After all, she found a rich, successful guy on who totally fell in love with her pit bull, Kailee. Even though he turned out to be a total pompous ass, she now has a dog sitter who drives a Porsche. She also found a handsome, loving, anal-retentive fashion photographer who is terrified to fly. She has been living with him, somewhat happily, for over two years. So what if he took five valiums and still couldn’t get on a plane to NYC for a business trip? His work speaks for itself.

I explain to Shanti that a) I don’t date and b) every date I have ever been on has been a total disaster. I believe in fate! I believe in synchronicity! Six degrees of separation! Everything happens for a reason! You can’t force it, it’ll happen when you least expect it, just like everyone says.

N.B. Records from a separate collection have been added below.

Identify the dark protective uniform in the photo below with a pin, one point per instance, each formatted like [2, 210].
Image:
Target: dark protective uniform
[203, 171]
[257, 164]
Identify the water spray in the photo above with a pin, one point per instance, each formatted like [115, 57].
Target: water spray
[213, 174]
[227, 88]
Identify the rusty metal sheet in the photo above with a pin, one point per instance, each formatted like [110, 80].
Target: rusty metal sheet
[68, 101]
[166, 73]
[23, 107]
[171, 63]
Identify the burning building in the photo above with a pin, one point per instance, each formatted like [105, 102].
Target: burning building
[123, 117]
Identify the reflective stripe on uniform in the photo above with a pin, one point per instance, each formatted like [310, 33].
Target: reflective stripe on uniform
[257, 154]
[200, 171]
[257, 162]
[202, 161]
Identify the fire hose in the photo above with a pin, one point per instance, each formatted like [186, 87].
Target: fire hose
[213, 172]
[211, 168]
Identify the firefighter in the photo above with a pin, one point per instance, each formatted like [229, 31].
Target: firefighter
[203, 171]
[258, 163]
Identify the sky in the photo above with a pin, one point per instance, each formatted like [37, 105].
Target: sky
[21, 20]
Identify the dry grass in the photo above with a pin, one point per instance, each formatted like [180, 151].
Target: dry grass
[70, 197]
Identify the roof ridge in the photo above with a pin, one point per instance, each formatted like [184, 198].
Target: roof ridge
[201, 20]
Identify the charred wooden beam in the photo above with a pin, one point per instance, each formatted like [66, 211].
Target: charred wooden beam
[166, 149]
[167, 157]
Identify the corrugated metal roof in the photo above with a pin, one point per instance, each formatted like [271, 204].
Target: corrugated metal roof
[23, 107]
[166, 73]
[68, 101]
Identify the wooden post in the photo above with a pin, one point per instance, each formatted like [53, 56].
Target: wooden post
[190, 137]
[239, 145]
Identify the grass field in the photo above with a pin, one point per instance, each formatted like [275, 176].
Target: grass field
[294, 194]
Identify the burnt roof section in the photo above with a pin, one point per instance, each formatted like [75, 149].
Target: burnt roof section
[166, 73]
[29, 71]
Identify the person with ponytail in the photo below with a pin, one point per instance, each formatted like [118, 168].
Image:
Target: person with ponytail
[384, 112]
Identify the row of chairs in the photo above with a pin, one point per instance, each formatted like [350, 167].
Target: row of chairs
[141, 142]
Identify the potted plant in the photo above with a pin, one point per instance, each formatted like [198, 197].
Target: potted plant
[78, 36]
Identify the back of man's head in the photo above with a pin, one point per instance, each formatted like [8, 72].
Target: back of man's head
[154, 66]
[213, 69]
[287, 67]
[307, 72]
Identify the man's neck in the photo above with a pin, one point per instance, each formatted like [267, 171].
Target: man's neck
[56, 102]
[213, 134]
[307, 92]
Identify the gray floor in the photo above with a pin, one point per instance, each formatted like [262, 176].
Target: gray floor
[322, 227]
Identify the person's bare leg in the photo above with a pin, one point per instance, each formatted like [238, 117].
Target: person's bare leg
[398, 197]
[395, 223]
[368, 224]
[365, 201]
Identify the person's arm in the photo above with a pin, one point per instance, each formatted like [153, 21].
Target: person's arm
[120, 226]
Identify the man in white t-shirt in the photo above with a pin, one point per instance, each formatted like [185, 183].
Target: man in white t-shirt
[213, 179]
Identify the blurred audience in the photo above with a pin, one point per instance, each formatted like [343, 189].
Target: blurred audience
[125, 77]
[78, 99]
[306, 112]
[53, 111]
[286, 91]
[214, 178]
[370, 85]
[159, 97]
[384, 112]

I tell her that in Aspen, relationships start over tequila shots with friends I want to … get to know better. My boyfriends have always been friends of friends, someone I knew within the context of my world, someone who knows someone I know, so I can find out everything I need to know beforehand, like whether they’re good kissers or womanizers and of course if they’re well endowed or not (yes, women do care about that sort of thing even though we say we don’t).

Unfortunately, most of those relationships drag on past their maturity date and eventually fail. The men I’m always drawn to are fun, loving, and wild, but also tend to be poor, irresponsible and without a reliable vehicle or a full-time job. They love their bong more than they love me.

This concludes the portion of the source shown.